Un reciente estudio del Instituto de Métricas y Evaluación de la Salud (IHME) de la Universidad de Washington, publicado en 'The Lancet', destaca que las tasas de mortalidad global han disminuido, excepto entre los jóvenes.
Este análisis, presentado en la Cumbre Mundial de la Salud en Berlín, revela que las enfermedades no transmisibles (ENT) son responsables de casi dos tercios de las muertes a nivel mundial.
La cardiopatía isquémica, el accidente cerebrovascular y la diabetes lideran esta lista, representando un desafío significativo para la salud pública.
El estudio, que abarca datos de 1990 a 2023, muestra que, a pesar del crecimiento y envejecimiento de la población, la tasa mundial de mortalidad estandarizada por edad disminuyó un 67% desde 1950.
Sin embargo, entre los jóvenes de 20 a 39 años, especialmente en América del Norte, las muertes han aumentado debido al suicidio, sobredosis de drogas y consumo excesivo de alcohol.
Este fenómeno resalta la necesidad de abordar los problemas de salud mental y el abuso de sustancias en esta población.
El informe también señala que casi la mitad de todas las muertes y discapacidades podrían prevenirse modificando factores de riesgo como el índice de masa corporal (IMC) elevado y los niveles altos de azúcar en sangre.
Entre 2010 y 2023, las tasas de años de vida ajustados por discapacidad (AVAD) para el IMC alto aumentaron casi un 11%, mientras que el consumo de drogas y la glucemia alta también mostraron incrementos significativos
Estos hallazgos subrayan la importancia de promover estilos de vida saludables para reducir la carga de enfermedades.
El estudio destaca que, aunque la esperanza de vida mundial ha vuelto a los niveles prepandémicos, persisten marcadas diferencias geográficas.
En las regiones de altos ingresos, la esperanza de vida alcanza los 83 años, mientras que en el África subsahariana es de solo 62 años. Además, la mortalidad infantil ha disminuido significativamente, especialmente en Asia Oriental, gracias a mejoras en la nutrición, vacunación y sistemas de salud más sólidos.

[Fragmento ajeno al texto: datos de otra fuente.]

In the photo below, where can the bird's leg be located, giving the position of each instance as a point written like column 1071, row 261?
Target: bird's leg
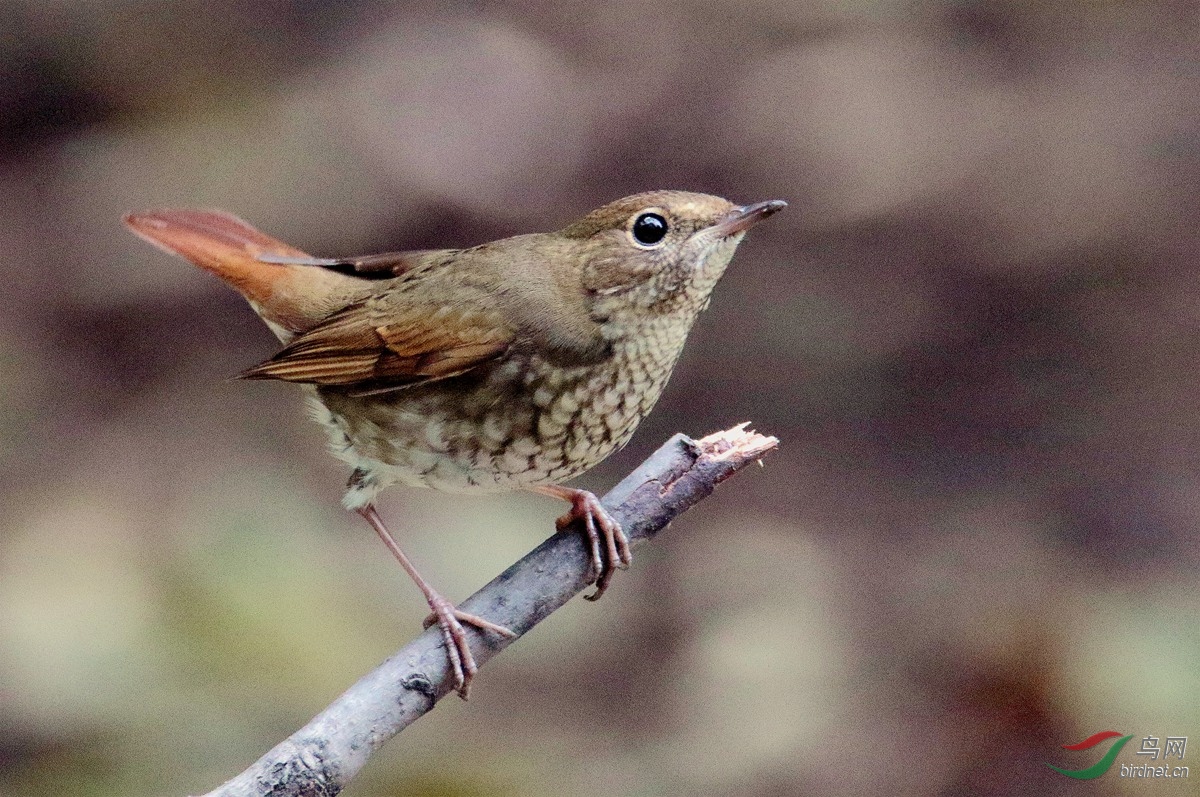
column 448, row 617
column 597, row 523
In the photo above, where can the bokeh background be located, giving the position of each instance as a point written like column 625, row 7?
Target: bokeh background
column 976, row 331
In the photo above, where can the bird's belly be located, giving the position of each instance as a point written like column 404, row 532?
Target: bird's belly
column 516, row 427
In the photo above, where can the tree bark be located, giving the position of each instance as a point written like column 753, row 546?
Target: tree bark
column 325, row 754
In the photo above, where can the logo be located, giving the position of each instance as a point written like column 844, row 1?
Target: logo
column 1175, row 745
column 1101, row 766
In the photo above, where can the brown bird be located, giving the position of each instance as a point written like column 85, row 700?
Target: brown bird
column 511, row 365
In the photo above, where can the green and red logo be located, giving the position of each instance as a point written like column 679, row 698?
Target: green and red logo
column 1101, row 766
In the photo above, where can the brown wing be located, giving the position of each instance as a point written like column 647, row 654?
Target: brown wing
column 383, row 345
column 369, row 267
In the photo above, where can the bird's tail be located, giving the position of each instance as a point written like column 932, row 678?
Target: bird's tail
column 291, row 298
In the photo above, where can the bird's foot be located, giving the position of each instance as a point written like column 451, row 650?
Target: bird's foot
column 598, row 525
column 449, row 619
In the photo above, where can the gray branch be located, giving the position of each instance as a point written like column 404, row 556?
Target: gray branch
column 325, row 754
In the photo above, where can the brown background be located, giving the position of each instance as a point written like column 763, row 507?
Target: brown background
column 975, row 330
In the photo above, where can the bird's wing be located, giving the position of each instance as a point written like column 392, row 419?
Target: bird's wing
column 389, row 342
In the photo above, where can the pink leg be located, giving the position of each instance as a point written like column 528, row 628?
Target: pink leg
column 448, row 617
column 597, row 523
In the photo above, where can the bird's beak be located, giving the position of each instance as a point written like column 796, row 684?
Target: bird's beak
column 743, row 219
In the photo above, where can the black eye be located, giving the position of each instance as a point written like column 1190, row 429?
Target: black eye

Por otro lado, las enfermedades no transmisibles han desplazado a las infecciosas como principales causas de muerte, lo que plantea nuevos desafíos para los países de bajos ingresos. La COVID-19, que fue la principal causa de muerte en 2021, descendió al vigésimo puesto en 2023. Sin embargo, la cardiopatía isquémica y el ictus han vuelto a ocupar los primeros lugares, seguidos de la enfermedad pulmonar obstructiva crónica y las infecciones respiratorias inferiores.